Intentional blur photographs display more of a painterly effect. Many photographers go out of their way to create the sharpest possible image. This is not the goal for these types of photos. Shutter speeds in the realm of one fifteenth second and longer are the norm. A tripod may be used for some techniques, but it’s not essential. Vibration reduction can be turned off – in other words, go out and play. There is no ‘wrong’ way to create intentional blurs.
In the images of the bicyclist, there’s a significant difference in the depicted motion. The one that shows the frozen moment in time looks as if he could be standing still balancing the bicycle in place. There’s no dynamic to it. It was made at 1/500th of a second as he rode past me. The fast shutter speed froze every aspect of motion. On the other hand, the panned shot portrays greater action and movement. It was made at 1/4 of a second while I panned the camera with the rider.

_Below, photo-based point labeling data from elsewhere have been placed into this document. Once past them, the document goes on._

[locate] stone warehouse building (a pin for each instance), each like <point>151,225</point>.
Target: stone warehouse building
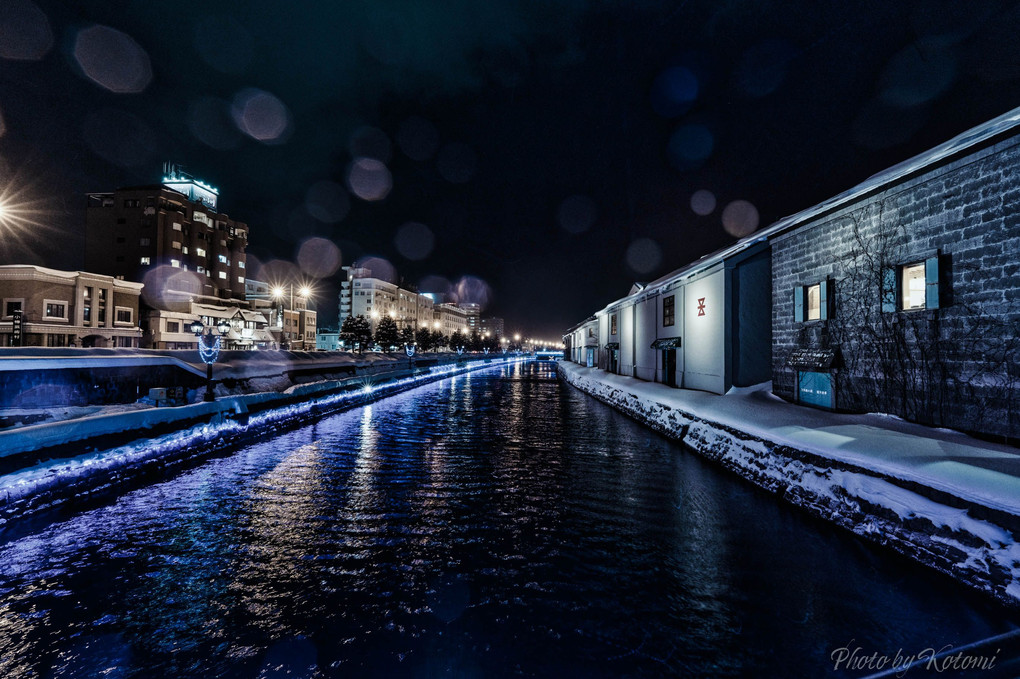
<point>49,308</point>
<point>900,296</point>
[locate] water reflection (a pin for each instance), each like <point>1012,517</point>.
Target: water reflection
<point>498,524</point>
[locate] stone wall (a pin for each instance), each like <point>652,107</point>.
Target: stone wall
<point>953,366</point>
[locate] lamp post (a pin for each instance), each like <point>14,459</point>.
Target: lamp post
<point>281,293</point>
<point>209,351</point>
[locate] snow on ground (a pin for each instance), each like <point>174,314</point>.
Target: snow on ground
<point>50,478</point>
<point>977,471</point>
<point>871,474</point>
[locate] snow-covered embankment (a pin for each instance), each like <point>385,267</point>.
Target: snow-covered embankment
<point>972,541</point>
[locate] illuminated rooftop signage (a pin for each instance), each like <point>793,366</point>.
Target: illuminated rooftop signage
<point>174,177</point>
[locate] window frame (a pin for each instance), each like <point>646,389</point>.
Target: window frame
<point>62,303</point>
<point>131,316</point>
<point>671,299</point>
<point>7,300</point>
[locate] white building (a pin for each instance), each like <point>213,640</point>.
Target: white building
<point>361,295</point>
<point>705,326</point>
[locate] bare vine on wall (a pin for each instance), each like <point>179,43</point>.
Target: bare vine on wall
<point>950,366</point>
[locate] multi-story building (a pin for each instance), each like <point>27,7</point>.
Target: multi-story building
<point>473,312</point>
<point>494,326</point>
<point>132,230</point>
<point>171,329</point>
<point>49,308</point>
<point>450,318</point>
<point>899,296</point>
<point>375,299</point>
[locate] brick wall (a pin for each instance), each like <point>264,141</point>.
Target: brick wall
<point>953,366</point>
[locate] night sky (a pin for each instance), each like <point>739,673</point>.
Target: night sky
<point>544,155</point>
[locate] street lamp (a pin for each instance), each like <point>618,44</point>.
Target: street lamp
<point>209,350</point>
<point>278,294</point>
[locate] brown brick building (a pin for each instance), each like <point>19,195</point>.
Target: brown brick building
<point>174,224</point>
<point>66,308</point>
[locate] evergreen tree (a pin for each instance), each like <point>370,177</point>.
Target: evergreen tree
<point>356,332</point>
<point>387,333</point>
<point>407,334</point>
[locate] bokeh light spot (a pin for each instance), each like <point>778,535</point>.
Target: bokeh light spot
<point>327,202</point>
<point>318,257</point>
<point>690,146</point>
<point>576,214</point>
<point>703,202</point>
<point>456,163</point>
<point>471,290</point>
<point>673,91</point>
<point>261,116</point>
<point>369,179</point>
<point>418,139</point>
<point>112,59</point>
<point>740,218</point>
<point>644,255</point>
<point>414,241</point>
<point>24,31</point>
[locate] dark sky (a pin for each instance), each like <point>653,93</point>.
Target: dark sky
<point>549,152</point>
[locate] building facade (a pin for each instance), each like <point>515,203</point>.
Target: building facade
<point>361,295</point>
<point>494,326</point>
<point>49,308</point>
<point>133,230</point>
<point>900,296</point>
<point>903,295</point>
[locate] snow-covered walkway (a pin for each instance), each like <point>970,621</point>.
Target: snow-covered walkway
<point>976,471</point>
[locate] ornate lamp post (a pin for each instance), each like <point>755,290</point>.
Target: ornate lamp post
<point>208,350</point>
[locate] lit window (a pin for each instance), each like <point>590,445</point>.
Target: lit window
<point>56,310</point>
<point>814,310</point>
<point>912,284</point>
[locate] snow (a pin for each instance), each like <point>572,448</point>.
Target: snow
<point>217,420</point>
<point>873,474</point>
<point>973,470</point>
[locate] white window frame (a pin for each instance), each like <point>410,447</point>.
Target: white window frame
<point>11,299</point>
<point>131,313</point>
<point>46,316</point>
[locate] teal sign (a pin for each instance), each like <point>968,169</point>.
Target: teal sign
<point>815,388</point>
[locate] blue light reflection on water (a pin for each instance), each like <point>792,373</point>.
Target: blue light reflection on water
<point>493,524</point>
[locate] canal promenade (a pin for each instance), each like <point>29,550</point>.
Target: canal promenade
<point>939,497</point>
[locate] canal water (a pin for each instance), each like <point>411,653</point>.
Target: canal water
<point>497,524</point>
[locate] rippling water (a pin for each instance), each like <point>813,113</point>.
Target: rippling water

Motion is shown in the tires, his feet, legs and background. I did use a tripod with the panning knob very loose for both shots. I didn’t want to introduce potential up and down movement as a result of hand holding the camera.
The image of the tree trunks is a straight forward zoom shot of lodgepole pines in Yellowstone. I zoomed my 18-200mm lens during a two and a half second exposure. My lens was stopped down to f25 and my ISO was set to 200. I also had a polarizer on the lens to cut down the amount of light striking the sensor. The radial effect is a result of me slowly zooming the lens during the entire time the shutter was open. The camera was on a tripod so the radial lines wouldn’t be ziz zaggy.